The Real Importance Of Finding Yourself

Growing up in a home of Bal Teshuva; although not preferred, my life choices were respected.

Often there were times someone from my large family of nine children would comment on what I should be doing. I respected there belief, but not enough to persuade me to share the same lifestyle. It wasn’t until I got to Israel that I noticed how much I had forgotten; maybe even just ignored, my own religion. Realization struck me that my brothers praying three times a day, or that their closets never strayed of a white button down shirt and black pants, did not constitute me to identify as religious; I was only Jewish.

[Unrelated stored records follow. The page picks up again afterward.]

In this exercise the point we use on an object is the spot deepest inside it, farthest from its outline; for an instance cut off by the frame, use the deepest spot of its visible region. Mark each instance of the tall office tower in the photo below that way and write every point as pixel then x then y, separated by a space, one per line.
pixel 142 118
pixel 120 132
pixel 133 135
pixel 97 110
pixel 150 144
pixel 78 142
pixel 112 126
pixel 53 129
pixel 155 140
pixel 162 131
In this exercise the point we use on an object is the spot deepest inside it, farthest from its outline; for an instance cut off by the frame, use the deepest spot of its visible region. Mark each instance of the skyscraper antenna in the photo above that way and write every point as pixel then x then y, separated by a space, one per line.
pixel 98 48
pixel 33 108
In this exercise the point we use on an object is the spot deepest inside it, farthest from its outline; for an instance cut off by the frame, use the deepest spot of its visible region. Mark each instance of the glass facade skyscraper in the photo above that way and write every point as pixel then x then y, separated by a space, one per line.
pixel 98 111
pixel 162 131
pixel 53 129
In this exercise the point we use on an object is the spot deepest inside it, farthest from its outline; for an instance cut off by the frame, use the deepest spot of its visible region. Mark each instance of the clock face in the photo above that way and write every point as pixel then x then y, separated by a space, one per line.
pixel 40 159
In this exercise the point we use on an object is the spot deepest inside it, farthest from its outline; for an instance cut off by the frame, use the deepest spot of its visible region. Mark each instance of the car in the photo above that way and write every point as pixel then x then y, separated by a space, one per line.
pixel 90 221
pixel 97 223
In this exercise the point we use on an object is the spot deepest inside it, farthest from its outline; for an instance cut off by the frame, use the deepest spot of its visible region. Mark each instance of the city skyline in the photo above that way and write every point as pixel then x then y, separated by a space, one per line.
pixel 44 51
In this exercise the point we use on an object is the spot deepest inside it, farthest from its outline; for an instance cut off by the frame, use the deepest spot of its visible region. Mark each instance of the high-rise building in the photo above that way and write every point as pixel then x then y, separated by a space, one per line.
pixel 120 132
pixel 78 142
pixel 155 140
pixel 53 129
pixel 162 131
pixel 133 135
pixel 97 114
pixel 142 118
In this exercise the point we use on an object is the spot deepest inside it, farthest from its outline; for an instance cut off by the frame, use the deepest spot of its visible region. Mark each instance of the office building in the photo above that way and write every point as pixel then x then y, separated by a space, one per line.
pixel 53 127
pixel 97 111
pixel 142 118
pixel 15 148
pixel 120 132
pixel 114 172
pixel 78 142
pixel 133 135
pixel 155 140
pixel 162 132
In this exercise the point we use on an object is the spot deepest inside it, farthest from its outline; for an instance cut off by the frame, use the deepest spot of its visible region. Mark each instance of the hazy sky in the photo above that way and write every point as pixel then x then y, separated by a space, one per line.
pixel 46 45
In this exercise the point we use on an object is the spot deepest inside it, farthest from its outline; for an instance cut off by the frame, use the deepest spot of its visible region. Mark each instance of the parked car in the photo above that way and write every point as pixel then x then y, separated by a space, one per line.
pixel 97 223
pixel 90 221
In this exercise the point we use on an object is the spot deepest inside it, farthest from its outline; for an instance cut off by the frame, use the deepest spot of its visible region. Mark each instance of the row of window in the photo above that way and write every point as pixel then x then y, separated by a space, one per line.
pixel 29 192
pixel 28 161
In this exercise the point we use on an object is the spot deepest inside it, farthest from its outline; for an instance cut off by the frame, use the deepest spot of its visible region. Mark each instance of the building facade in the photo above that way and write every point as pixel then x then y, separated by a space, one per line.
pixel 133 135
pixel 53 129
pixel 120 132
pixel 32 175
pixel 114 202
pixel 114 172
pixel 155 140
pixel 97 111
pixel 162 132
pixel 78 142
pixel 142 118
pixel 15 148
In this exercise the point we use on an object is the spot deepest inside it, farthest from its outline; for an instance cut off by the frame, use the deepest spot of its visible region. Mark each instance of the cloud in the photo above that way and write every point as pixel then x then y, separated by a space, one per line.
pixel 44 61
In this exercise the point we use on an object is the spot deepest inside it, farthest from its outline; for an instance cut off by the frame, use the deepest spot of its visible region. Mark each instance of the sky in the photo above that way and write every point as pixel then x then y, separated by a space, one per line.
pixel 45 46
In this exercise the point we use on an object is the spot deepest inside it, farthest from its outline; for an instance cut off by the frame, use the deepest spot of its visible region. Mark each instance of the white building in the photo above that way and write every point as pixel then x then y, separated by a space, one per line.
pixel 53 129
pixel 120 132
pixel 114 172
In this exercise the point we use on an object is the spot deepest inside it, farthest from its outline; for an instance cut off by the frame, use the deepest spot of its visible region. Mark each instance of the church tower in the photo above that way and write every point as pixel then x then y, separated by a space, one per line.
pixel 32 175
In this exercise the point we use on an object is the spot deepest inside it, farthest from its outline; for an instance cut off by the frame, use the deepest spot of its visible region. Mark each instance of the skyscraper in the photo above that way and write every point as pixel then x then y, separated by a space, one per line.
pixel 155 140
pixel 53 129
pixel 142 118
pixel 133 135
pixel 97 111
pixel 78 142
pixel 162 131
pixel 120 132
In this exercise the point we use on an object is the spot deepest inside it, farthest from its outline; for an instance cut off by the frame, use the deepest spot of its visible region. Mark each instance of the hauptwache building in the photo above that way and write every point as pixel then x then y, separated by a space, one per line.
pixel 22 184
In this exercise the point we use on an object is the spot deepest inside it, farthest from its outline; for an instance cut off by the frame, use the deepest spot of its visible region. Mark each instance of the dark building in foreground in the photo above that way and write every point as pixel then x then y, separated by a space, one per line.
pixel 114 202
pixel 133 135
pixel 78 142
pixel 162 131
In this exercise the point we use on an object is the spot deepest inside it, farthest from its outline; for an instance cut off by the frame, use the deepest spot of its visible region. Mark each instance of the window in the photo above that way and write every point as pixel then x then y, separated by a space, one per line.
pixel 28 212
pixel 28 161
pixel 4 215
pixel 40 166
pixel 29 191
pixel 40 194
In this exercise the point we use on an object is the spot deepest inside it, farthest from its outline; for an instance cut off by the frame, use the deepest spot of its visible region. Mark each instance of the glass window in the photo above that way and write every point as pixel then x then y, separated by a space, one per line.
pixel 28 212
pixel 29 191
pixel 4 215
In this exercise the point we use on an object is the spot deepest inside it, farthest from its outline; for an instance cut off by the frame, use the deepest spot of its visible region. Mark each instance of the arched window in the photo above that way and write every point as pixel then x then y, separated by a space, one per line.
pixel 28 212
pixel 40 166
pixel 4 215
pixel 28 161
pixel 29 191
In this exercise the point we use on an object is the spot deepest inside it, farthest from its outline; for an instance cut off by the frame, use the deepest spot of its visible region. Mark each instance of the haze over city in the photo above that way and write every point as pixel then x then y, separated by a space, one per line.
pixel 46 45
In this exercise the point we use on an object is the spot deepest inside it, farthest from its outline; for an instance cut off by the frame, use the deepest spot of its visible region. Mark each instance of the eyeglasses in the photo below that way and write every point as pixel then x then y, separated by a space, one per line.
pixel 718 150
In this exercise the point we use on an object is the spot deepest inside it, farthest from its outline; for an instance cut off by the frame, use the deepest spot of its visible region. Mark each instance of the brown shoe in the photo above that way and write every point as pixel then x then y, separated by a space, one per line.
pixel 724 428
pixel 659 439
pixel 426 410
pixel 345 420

The constant questioning of why my family would voluntarily live a Torah lifestyle finally had an answer. Infatuated I began to spend as much time of my day learning about the Jewish nations creation, beliefs, morals, and faith. Not long into my school year I started to become someone I wouldn’t be caught talking to back home. My friends would constantly tell me I was being brainwashed, but i finally had morals and values for myself. The minute I developed an understanding of what it really meant to believe in G-d I felt happier than i thought possible. My year of self discovery showed me who I was, and why I would do the things I did. With the ability to work on myself for the first time, awareness of my positive and negative character traits showed me the constant improvements made in my life.

Discovering many of my actions were in result of me being an extremist didn’t stop me from choosing to take on as much as possible. Teachers and peers voiced how important it was not to take on a drastic amount of change, but I didn’t listen. Three months into the year and at first glance I looked like the daughter of a Rabbi. Sitting in class one morning I began to question myself. Usually the concepts being taught deeply impacted me, but that day it seemed to be brainwash.

I didn’t know if I believed in anything or enjoyed the fluffy ideas, and how proud my family was of me. Did I really want to give up my fun life of partying for rules I didn’t know meant anything? As the teacher read to us a sentence from our books on faith I concluded that I did not believe in G-d. All of a sudden my mind started racing with emotions I could not process. I ran out of class with no destination in mind. I kept telling myself not to cry until no one could see me anymore.

In my mission of quickly making it to privacy I was stopped by a girl. Before that day the amount of conversations we had could be counted on one hand. She smiled at me and began to tell me how I inspired her. She complimented me on the way I took on dressing modestly, but still kept my own style. Even quoting a comment I made in class that helped with her own personally journey. When I walked away I started to cry. That was the moment I saw G-d.